In the hospitality industry, understanding the factors that drive customer review ratings is critical for improving guest satisfaction and business performance. This work proposes ReviewGraph for Review Rating Prediction (RRP), a novel framework that transforms textual customer reviews into knowledge graphs by extracting (subject, predicate, object) triples and associating sentiment scores. Using graph embeddings (Node2Vec) and sentiment features, the framework predicts review rating scores through machine learning classifiers. We compare ReviewGraph performance with traditional NLP baselines (such as Bag of Words, TF-IDF, and Word2Vec) and large language models (LLMs), evaluating them in the HotelRec dataset.
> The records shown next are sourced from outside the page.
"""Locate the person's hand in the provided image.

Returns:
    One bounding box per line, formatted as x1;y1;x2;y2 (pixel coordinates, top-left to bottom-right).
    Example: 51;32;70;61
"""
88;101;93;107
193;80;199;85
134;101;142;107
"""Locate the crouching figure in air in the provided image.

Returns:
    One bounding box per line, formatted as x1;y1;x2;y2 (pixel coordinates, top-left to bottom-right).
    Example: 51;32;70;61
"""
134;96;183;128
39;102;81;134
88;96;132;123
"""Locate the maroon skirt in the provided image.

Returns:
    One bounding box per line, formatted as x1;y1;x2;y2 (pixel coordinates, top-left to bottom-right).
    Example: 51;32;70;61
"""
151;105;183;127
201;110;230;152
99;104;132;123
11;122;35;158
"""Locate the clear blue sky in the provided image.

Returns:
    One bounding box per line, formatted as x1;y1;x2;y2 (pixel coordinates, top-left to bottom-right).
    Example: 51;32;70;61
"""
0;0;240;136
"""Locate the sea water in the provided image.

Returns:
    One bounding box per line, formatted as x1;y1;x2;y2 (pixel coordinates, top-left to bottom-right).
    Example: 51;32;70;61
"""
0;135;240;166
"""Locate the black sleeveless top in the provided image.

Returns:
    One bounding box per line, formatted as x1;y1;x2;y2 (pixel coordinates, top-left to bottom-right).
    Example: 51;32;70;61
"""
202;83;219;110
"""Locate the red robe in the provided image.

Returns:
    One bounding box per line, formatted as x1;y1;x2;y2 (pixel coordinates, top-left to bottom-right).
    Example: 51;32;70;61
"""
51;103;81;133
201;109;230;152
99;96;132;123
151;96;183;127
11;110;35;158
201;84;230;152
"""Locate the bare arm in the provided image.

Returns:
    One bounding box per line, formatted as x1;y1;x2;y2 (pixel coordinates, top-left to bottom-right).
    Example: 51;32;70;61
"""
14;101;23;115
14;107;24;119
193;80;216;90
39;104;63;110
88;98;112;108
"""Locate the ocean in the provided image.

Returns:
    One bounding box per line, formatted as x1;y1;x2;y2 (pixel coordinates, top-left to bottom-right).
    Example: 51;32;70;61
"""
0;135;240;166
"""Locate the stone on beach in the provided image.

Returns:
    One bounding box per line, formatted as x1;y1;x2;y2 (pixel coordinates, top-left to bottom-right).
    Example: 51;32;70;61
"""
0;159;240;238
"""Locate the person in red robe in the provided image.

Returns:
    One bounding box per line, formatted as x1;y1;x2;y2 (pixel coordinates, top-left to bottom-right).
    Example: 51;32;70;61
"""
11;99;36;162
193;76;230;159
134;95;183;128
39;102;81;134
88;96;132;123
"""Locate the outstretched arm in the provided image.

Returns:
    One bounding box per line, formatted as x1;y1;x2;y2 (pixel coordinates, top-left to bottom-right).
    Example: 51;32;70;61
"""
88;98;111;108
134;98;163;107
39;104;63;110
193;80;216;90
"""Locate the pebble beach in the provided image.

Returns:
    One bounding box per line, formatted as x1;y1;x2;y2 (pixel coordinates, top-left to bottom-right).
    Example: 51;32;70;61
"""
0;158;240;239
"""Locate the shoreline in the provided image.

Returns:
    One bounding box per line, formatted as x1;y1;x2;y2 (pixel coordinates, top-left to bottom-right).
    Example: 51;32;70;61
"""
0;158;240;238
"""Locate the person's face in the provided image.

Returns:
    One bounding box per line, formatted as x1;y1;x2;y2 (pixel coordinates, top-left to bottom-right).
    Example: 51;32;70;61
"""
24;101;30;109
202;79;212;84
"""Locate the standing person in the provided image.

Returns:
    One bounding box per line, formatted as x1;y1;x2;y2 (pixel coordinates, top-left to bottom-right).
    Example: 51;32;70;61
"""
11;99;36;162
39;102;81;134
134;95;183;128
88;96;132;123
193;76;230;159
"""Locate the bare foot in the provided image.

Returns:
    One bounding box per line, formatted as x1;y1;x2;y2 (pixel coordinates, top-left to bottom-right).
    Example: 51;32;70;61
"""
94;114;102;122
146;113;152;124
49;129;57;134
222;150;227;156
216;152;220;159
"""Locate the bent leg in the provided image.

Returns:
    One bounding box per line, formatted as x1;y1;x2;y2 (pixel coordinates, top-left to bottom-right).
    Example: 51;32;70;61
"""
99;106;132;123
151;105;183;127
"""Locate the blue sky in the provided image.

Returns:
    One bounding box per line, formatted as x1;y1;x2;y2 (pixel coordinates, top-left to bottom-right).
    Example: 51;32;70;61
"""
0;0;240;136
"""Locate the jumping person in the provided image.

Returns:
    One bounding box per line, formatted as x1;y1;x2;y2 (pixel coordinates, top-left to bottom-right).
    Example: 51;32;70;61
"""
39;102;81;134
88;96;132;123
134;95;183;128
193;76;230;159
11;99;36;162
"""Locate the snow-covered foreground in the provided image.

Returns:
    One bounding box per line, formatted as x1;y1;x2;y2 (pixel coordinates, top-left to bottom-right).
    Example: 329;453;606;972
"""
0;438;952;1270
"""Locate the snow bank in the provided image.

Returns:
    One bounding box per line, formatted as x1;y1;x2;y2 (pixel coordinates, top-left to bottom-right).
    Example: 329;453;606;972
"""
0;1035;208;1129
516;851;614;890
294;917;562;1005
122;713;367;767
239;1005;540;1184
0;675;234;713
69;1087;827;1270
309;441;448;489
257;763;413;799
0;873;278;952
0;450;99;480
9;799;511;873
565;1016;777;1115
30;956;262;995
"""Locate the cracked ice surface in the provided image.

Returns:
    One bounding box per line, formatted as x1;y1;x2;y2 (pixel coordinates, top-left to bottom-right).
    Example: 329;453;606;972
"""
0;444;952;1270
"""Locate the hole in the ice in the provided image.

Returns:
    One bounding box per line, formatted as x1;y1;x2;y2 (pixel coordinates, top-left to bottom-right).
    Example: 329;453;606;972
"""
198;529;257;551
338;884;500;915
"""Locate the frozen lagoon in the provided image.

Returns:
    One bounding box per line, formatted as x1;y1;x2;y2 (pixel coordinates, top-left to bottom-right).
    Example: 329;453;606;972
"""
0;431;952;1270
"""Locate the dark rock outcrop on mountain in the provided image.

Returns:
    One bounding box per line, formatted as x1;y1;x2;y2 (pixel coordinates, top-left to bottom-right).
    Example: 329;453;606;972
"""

In comparison to the state of the art literature, our proposed model performs similar to their best performing model but with lower computational cost (without ensemble). While ReviewGraph achieves comparable predictive performance to LLMs and outperforms baselines on agreement-based metrics such as Cohen's Kappa, it offers additional advantages in interpretability, visual exploration, and potential integration into Retrieval-Augmented Generation (RAG) systems. This work highlights the potential of graph-based representations for enhancing review analytics and lays the groundwork for future research integrating advanced graph neural networks and fine-tuned LLM-based extraction methods. We will share ReviewGraph output and platform open-sourced on our GitHub page https://github.com/aaronlifenghan/ReviewGraph

Paper Structure

This paper contains 39 sections, 5 figures, 11 tables.

Figures (5)

  • Figure 1: Base Model Design. The green boxes represent the stored input and output data. The yellow ellipses represent processing modules, which can be interchanged with different embedding or classifier models to assess whether performance improves. The red circle represents the evaluation step, where various metrics are used to measure how well the chosen combination of processing modules (in the yellow ellipses) performed. The solid arrows represent the main data flow, the dotted arrow marks an optional sentiment analysis step, and the dotted lines indicate where the input data is split between review text and rating labels.
  • Figure 2: ReviewGraph Model Design: with KG Embedding.
  • Figure 3: Prediction score distributions for Node2Vec-10 with different sampling strategies.
  • Figure 4: Example of a hotel and two negative sentiment reviews connected to it. The blue circle is the hotel, the green ones are the reviews, and the yellow ones are subjects/objects extracted from the review text.
  • Figure 5: Example of review and all the nodes connected to it as well as the relationships between those nodes connected to it. The blue one is the hotel, the green one the review, and the yellow ones are subjects/object extracted from the review text.